Eine Novelle der Gewerbeordnung wird Meisterausbildungen demnächst aufwerten: Sie werden damit im Bologna-System dem Bakkalaureat gleichgesetzt. Zahntechnikermeister haben bereits Zugang zu akademischen Ausbildungen. Das ist eine Chance, die sie nutzen sollten. An der DPU in Krems gibt es das Masterstudium Dentale Technik, das in diese Richtung geht. Ab dem Herbst will sich die Bundesinnung verstärkt damit auseinandersetzen, welche Maßnahmen wir setzen müssen, um die Zahntechnikerausbildung neu auszurichten. Dazu werden wir uns mit Experten zusammensetzen und diskutieren. Lehrende der DPU aus den Bereichen Zahnmedizin und Zahntechnik werden ebenso teilnehmen wie Pädagogen aus dem Berufsschulbereich, Praktiker aus der Branche und Experten der Sozialpartner. Angehende Zahntechniker müssen Perspektiven bekommen, damit sie im Beruf bleiben. Durchaus vorstellbar, dass es langfristig in Richtung akademische Vollausbildung geht. Schon jetzt gilt es, Nachwuchstechniker auf der Höhe der Zeit auszubilden. Dazu wird es nötig sein, gezielt Talente Einzelner zu fördern, indem in einer späteren Phase der Ausbildung die Möglichkeit geschaffen wird, sich zu spezialisieren. Spezialisierung wird ein Schlüssel zum Erfolg zahntechnischer Betriebe sein. Wenn die Industrie darüber nachdenkt, Zahnersatz anzubieten und sich mit „Geschwindigkeit und Preis“ ins Gespräch bringen will, müssen wir uns klar dagegen positionieren. Wir müssen Nischen besetzen. Kein kleines oder mittelgroßes Labor wird mit industrieller Produktion und Billigprodukten aus dem Ausland mithalten können. Warum sollten wir das auch probieren?
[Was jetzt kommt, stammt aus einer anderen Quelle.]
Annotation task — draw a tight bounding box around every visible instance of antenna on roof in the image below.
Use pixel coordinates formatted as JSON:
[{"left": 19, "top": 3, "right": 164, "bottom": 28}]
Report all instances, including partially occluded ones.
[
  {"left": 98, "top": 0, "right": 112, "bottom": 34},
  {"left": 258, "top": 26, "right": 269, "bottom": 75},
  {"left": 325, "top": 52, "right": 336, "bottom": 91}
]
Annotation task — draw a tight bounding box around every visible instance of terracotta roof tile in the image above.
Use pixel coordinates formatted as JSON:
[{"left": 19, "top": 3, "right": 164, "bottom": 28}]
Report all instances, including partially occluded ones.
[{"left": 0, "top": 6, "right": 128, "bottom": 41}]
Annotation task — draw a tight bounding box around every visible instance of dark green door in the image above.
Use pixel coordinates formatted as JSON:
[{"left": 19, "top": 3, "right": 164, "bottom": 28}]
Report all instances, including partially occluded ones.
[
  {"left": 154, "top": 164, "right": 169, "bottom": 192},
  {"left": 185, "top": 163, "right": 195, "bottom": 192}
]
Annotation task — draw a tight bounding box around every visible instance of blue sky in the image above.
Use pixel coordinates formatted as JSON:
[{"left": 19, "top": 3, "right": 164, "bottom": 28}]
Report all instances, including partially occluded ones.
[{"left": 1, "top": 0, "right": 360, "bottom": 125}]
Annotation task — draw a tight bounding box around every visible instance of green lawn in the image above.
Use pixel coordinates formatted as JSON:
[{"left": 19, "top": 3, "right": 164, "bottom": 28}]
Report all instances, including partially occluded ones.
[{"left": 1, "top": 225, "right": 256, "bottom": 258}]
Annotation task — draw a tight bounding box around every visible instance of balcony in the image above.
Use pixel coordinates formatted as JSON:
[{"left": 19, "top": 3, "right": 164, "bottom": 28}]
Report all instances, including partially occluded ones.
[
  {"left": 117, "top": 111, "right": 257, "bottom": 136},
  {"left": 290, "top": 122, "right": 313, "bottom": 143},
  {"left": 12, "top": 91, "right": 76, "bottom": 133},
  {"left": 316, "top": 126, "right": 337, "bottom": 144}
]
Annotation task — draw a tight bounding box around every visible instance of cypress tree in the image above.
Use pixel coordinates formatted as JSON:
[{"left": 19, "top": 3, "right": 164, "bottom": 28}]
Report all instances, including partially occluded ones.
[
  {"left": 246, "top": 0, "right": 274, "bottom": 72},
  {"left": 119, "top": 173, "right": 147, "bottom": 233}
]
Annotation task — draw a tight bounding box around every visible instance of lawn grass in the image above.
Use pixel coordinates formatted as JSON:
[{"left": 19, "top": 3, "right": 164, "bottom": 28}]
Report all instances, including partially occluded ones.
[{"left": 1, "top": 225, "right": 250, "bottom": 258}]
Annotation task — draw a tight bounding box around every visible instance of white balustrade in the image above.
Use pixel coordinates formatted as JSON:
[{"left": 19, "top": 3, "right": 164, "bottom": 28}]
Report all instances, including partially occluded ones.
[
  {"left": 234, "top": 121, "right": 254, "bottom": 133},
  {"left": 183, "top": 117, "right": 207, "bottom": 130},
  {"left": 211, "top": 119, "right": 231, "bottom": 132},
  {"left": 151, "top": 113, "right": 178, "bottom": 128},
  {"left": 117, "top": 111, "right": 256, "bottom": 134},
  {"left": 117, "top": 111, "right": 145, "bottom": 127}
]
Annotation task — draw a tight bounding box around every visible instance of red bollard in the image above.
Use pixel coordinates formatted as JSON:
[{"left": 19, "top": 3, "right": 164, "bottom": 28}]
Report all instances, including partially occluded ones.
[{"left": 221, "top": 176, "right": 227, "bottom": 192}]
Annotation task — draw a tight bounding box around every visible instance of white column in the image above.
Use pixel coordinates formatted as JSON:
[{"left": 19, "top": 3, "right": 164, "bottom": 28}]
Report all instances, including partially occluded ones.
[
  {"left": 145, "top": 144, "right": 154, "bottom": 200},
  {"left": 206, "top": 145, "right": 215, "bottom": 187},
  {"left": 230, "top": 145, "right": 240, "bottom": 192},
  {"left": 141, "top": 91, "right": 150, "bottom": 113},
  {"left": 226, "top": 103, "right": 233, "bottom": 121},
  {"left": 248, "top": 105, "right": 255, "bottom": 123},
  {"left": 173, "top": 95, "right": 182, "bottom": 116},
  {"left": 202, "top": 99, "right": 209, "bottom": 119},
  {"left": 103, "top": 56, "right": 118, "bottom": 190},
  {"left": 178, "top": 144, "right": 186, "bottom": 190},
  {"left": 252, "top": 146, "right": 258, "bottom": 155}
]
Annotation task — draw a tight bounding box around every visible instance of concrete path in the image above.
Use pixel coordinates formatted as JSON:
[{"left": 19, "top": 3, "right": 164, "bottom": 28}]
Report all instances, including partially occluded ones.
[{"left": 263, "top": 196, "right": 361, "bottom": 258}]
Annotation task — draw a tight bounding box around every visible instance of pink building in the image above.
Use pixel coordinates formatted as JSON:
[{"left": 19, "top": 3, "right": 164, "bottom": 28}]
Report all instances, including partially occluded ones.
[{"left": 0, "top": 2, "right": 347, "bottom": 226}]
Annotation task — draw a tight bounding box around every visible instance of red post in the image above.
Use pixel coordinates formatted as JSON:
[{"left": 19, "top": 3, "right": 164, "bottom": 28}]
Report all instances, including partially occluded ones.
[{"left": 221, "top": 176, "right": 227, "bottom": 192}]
Nur wir heimischen Zahntechniker können Qualität, Nähe und Flexibilität bieten – und das vor allem im Teamwork mit heimischen Zahnärzten.

Und weil wir gerade beim Thema Teamwork sind: Ich gratuliere dem neuen Präsidium der Zahnärztekammer zur Wahl und hoffe, dass wir zu einer besseren, vernunftorientierten Zusammenarbeit finden werden. Daran sollte beiden Berufsgruppen gelegen sein. Es geht schließlich um etwas – um die Zukunft.